Pragmatists knew that the military would never reverse the annulment, so started considering other avenues to force Babangida to stand down. Their objective changed from trying to validate Abiola’s victory, to one of finding a face-saving way to manoeuvre Babangida out of power.

Reversing the annulment would almost certainly have triggered a violent coup. Senior military officers repeatedly vowed that they would leave office only on their own terms and would never be “humiliated out of office” by civilian agitation.

With the military unwilling to reverse the annulment, the ING became a way to get the military to give up political power without losing face. The pragmatists knew that confronting a military government populated by soldiers trained and experienced in combat would end in disaster and bloodshed.

They also wanted to avoid playing into the hands of hard core Babangida loyalists who were trying to manipulate the crisis to create enough chaos to justify leaving Babangida in power as the least daunting of frightening alternatives. Shehu Musa Yar’Adua became a pivotal figure in the planning to force Babangida to relinquish power by August 27.

He joined efforts to construct an ING to succeed Babangida, telling his SDP colleagues that as a former military officer, he knew and understood the mentality of a military government. When the ING proposal was first presented to senior officers, they initially opposed it.

However, they were eventually won over. Babangida was finally convinced of the need to step down by the insistence of his own generals, who concluded that his name had become so synonymous with the pain of the annulment that his position was untenable. Even respected retired military officers became exasperated by Babangida.

In a rare moment of indiscretion, the normally taciturn General Bali later revealed that he gave his fellow “Langtang Mafia” member Brigadier Shagaya the green light to force Babangida out: I think the biggest blunder he [Babangida] made was to annul that election.

Personally I think it was the freest and most orderly conducted election in this country and it was clear that Abiola was winning … So when that happened, I told General Shagaya (he is a Langtang man: he was then the General Officer Commanding (GOC) the 15t Division); I said Babangida has lost the credibility to remain as head of state of this country. So, they must remove him. If he doesn’t leave, they must remove him because he will never again stay as head of state.”
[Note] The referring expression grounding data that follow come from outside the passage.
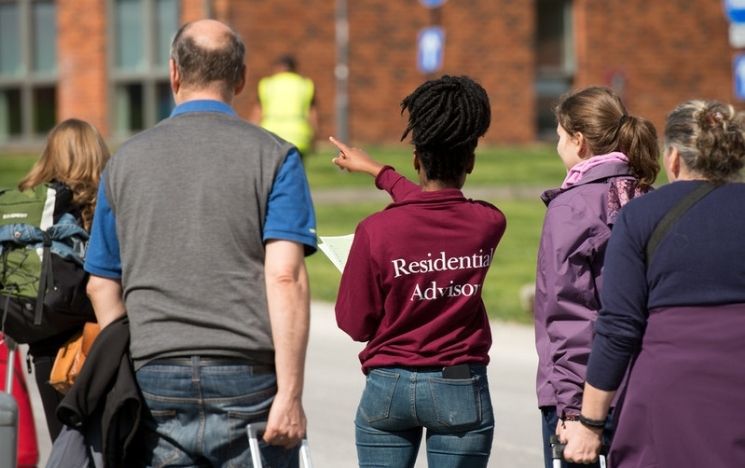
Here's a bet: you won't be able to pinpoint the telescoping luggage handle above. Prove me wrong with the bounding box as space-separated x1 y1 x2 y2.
550 435 606 468
246 422 313 468
3 335 16 394
1 334 19 468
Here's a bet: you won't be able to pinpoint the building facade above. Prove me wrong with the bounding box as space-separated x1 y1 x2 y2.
0 0 738 148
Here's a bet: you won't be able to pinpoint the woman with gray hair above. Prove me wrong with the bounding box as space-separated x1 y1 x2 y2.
561 100 745 467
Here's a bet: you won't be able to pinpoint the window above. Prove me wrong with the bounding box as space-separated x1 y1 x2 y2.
0 3 22 77
535 0 575 139
110 0 178 137
0 0 57 143
32 0 56 73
On July 31, 1993, Babangida inaugurated a Tripartite Committee headed by Vice- President Aikhomu to formulate the ING’s composition, duration and operational details. The Tripartite Committee comprised representatives from the FMG and the two political parties. FMG Representatives: Vice-President
Aikhomu, Lt-General Dogonyaro, LtGeneral Aliyu Mohammed, Brigadier Mark, Brigadier Shagaya, Brigadier Ukpo, Ernest Shonekan, Clement Akpamgbo, Alhaji Abdulrahman Okene.

NRC Representatives: Adamu Ciroma, Bashir Dalhatu, Tom lkimi, Eyo Ita, John Nwodo. SDP Representatives: Major-General Yar’Adua (retired), Dele Cole, Jim Nwobodo, Abubakar Rimi, Olusola Saraki, Dapo Sarumi, Joseph Toba.